Rays: Another structural feature that may add to the attractive appearance of timber is the ray, especially where, as in the case of oak, the rays are both deep and wide. When the surface of the plank coincides with the longitudinal–radial plane, these rays can be seen as sinuous light-coloured ribbons running across the grain.

Knots: Knots, though troublesome from the mechanical aspects of timber utilisation, can be regarded as a decorative feature; the fashion for knotty-pine furniture and wall panelling in the early seventies is a very good example of this. However, as a decorative feature, knots do not possess the subtlety of variation in grain and colour that arises from the other structural features described above.

Exceptionally, trees produce a cluster of small shoots at some point on the trunk and the timber subsequently formed in this region contains a multitude of small knots. Timber from these burrs is highly prized for decorative work, especially if walnut or yew.

Colour

In the absence of extractives, timber tends to be a rather pale straw colour, which is characteristic of the sapwood of almost all timbers. The onset of heartwood formation in many timbers is associated with the deposition of extractives, most of which are coloured, thereby imparting coloration to the heartwood zone. In passing, it should be recalled that although a physiological heartwood is always formed in older trees, extractives are not always produced; thus, the heartwood of timbers such as ash and spruce is colourless.

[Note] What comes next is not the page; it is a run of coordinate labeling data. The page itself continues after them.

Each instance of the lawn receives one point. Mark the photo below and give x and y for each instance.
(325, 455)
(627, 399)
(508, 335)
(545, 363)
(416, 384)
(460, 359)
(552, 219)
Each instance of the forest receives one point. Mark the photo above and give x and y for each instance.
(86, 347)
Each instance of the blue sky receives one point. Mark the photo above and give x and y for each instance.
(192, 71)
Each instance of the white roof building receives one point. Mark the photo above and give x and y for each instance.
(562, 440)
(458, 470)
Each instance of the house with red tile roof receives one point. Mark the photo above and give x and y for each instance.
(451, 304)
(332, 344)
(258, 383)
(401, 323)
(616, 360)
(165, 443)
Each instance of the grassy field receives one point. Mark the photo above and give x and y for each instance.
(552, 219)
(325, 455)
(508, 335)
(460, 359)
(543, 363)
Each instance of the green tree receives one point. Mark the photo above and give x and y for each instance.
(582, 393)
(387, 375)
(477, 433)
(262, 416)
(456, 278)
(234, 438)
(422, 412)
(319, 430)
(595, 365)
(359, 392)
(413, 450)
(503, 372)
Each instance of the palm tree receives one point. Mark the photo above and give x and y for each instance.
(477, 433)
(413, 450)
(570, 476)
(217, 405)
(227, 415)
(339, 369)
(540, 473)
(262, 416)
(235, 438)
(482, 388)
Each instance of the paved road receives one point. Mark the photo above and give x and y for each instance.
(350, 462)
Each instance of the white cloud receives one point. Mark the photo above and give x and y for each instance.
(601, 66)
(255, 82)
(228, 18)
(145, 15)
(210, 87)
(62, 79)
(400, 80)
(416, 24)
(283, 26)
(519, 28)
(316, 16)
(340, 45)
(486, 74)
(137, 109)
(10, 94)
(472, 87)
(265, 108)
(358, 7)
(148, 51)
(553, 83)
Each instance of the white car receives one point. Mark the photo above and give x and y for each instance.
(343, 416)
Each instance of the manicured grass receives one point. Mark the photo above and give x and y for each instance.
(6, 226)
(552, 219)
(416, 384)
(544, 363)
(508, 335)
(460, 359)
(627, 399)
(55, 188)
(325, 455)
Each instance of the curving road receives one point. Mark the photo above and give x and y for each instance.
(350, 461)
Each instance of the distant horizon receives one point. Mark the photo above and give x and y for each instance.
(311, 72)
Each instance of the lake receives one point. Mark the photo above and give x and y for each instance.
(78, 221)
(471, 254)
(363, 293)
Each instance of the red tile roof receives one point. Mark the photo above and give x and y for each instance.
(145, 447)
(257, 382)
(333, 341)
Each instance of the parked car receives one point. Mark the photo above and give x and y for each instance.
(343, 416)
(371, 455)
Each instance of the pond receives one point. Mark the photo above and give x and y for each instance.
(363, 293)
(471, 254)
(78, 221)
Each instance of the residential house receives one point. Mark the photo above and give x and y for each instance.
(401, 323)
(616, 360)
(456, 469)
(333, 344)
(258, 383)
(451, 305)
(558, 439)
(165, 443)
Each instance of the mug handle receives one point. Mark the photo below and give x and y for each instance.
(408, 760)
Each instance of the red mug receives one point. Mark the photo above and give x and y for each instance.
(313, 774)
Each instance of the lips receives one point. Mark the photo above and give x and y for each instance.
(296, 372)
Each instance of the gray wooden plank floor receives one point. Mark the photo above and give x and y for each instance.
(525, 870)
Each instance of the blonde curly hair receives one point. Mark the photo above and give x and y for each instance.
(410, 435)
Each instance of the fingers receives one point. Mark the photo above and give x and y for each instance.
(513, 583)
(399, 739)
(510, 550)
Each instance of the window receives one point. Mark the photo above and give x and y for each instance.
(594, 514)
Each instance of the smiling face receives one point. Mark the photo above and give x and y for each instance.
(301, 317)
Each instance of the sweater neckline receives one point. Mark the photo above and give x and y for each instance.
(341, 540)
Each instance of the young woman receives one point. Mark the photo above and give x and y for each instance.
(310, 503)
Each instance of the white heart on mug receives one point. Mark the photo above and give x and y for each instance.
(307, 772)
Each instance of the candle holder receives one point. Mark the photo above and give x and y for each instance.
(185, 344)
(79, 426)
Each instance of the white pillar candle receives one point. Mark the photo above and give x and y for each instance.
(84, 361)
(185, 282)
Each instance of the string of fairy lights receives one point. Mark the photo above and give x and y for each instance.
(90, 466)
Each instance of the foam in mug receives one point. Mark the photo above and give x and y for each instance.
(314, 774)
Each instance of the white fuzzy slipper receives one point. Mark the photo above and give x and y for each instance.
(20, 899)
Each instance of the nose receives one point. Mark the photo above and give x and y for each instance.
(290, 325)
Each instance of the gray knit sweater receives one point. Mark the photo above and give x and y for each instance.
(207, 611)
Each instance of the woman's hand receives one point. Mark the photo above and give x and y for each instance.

Where coloration of the heartwood occurs, a whole spectrum of colours exists among the different species. The heartwood may be yellow, e.g. boxwood; orange, e.g. opepe; red, e.g. mahogany; purple, e.g. purpleheart; brown, e.g. African walnut; green, e.g. greenheart; or black, e.g. ebony. In some timbers the colour is fairly evenly distributed throughout the heartwood, while in other species considerable variation in the intensity of the colour occurs.

In zebrano, distinct dark brown and white stripes occur, while in olive wood patches of yellow merge into zones of brown. Dark gum-veins, as present in African walnut, contribute to the pleasing alternations in colour. Variations in colour such as these are regarded as contributing to the ‘figure’ of the timber.

It is interesting to note in passing that the noncoloured sapwood is frequently coloured artificially to match the heartwood, thereby adding to the amount of timber converted from the log. In a few rare cases, the presence of certain fungi in timber in the growing tree can result in the formation of very dark coloured heartwood; the activity of the fungus is terminated when the timber is dried. Both brown oak and green oak, produced by different fungi, have always been prized for decorative work.